Most people have never heard of non-24 hour sleep-wake syndrome. That is because only an incredibly small number of people actually suffer from this disorder. Non-24 hour sleep-wake syndrome is a type of sleep disorder. More specifically, it is a type of circadian rhythm disorder. For those who don’t live with non-24 hour sleep-wake syndrome, this article is going to explain what it is like.

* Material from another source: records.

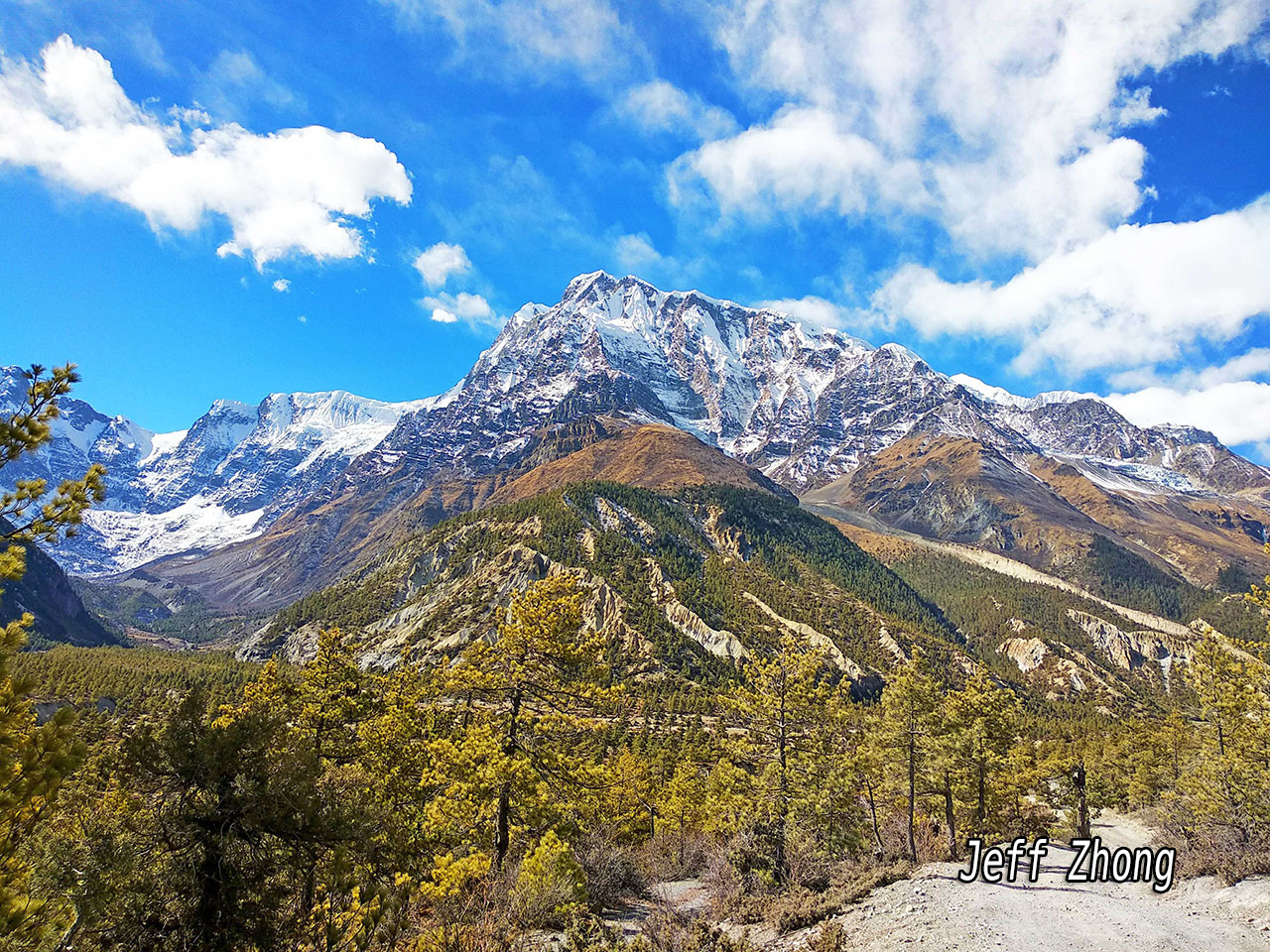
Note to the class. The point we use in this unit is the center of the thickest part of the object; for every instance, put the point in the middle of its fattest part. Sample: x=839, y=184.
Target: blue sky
x=1067, y=197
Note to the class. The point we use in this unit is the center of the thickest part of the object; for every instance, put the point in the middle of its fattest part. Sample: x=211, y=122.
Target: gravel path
x=934, y=910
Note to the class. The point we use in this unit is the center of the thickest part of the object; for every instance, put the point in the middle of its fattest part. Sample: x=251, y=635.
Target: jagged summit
x=802, y=404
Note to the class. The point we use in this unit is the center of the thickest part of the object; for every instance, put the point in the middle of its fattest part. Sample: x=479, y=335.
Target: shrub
x=610, y=869
x=550, y=885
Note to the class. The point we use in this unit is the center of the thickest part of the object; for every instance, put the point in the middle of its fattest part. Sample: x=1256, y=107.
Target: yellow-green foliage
x=550, y=885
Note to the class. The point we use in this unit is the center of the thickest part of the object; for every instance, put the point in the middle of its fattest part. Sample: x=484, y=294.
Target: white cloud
x=534, y=39
x=635, y=252
x=439, y=262
x=1001, y=121
x=1251, y=363
x=1135, y=296
x=294, y=191
x=472, y=309
x=1236, y=412
x=663, y=107
x=817, y=311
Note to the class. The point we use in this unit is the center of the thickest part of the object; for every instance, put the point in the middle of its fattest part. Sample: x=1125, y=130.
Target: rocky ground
x=935, y=910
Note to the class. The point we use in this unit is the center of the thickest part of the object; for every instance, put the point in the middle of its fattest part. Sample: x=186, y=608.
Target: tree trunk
x=783, y=807
x=502, y=833
x=873, y=814
x=980, y=806
x=1082, y=805
x=912, y=792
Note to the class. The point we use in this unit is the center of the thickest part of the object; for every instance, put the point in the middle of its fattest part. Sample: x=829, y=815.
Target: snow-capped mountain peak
x=223, y=479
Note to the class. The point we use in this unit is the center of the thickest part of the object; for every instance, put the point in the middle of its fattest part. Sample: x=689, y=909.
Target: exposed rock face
x=640, y=575
x=1132, y=651
x=225, y=479
x=813, y=638
x=49, y=595
x=277, y=495
x=1029, y=654
x=717, y=643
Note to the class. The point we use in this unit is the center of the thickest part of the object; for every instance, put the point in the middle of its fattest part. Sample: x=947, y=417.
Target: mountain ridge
x=277, y=499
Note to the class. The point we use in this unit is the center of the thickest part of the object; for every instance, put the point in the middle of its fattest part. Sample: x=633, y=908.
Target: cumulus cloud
x=441, y=261
x=1135, y=296
x=817, y=311
x=472, y=309
x=294, y=191
x=663, y=107
x=1236, y=412
x=534, y=39
x=635, y=252
x=1003, y=122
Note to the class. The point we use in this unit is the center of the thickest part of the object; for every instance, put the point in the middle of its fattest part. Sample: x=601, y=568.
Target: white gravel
x=934, y=910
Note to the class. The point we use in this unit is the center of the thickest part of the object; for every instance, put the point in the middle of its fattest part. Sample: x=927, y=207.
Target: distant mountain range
x=254, y=507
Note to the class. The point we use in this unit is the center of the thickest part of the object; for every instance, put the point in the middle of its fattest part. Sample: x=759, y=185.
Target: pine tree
x=33, y=760
x=683, y=803
x=980, y=728
x=538, y=683
x=1230, y=780
x=780, y=706
x=907, y=731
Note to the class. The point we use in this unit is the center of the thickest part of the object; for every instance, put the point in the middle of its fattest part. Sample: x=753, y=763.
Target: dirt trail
x=935, y=910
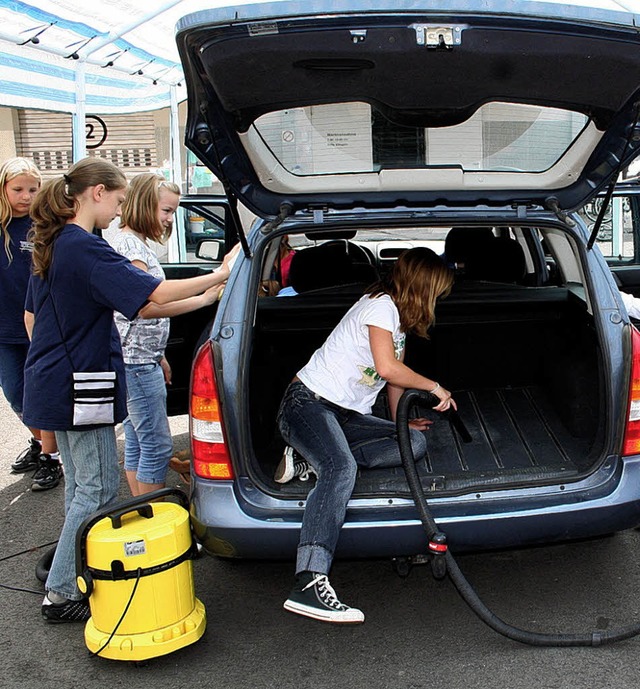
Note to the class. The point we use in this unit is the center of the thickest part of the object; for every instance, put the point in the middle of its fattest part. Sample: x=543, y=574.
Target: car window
x=618, y=235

Every person has an internal clock that tells him or her when to wake up and when to fall asleep. This internal clock is called the circadian rhythm and is sometimes referred to as a “body clock.” In fact, almost all living organisms have a circadian rhythm. The majority of people operate on a 24-hour circadian rhythm. In other words, their bodies want to stay awake for approximately 16 hours and sleep for approximately 8 hours, and this cycle is cued by the rising and setting of the Sun. Even in total darkness, most people will still adhere to a 24-hour sleep cycle.
People with non-24 hour sleep-wake syndrome, however, do not follow a 24-hour sleep cycle. Their circadian rhythms are off by comparison, and in most cases are much longer. For example, a person with non-24 hour sleep-wake syndrome might be on a 36-hour sleep cycle or even a 48-hour cycle. In the most extreme cases, a cycle might last up to 72 hours, in which the person stays awake for 48 hours and sleeps for 24. It is also common for people with this disorder to stay up perpetually later each day.
The majority of people who have non-24 hour sleep-wake syndrome are blind. They cannot see the sunlight; therefore, they are not dictated by its pattern. Most sighted people with non-24 developed it as a result of a severe head injury that resulted in neurological damage. After a severe concussion or another head injury, it is not unusual for sleeping patterns to become abnormal.
If you are out of synch with everyone else, you may tend to stay up a little bit later every day and wake up a little bit later each following day. This can quickly become problematic and makes it virtually impossible for sufferers to follow a normal schedule. They may have to take sleeping pills or deprive themself of sleep to adapt to normal society.
Here an example of a typical week for one person who suffers from non-24 hour sleep-wake syndrome: Monday – Woke up around 10:00 AM, Tuesday – Woke up around 4:00 PM, Wednesday – Woke up around 5:30 PM, Thursday – Woke up around 3:00 PM even though went to bed around 10:00 AM, and Friday – Woke up at 2:30 PM. They find that if they have something that needs to be done, they have to force themself out of bed. The night before things need to be done, they often take a sleeping pill because they need to fall asleep early to get up at a reasonable time.
It’s also common for people with non-24-hour sleep-wake syndrome to rotate between being nocturnal and diurnal. Some weeks they wake up at night and fall asleep during the day, and other weeks it’s reversed. If people with this syndrome could, they might prefer to stay awake for about 20 hours each day and sleep for about 10 to 12 hours. Of course, it’s impossible for anyone to live a normal life if they were to follow their preference.
Going to school can be a challenge because the students with this syndrome may get in trouble for sleeping during class. Working a normal 9 to 5 job is pretty much out of the question. For people with this syndrome, it is best to find a work-from-home job that will allow them to somewhat follow their own schedule.
Since there aren’t that many who have to live with non-24-hour sleep-wake syndrome, and you may not understand what those who have it experience, perhaps this article has helped you understand.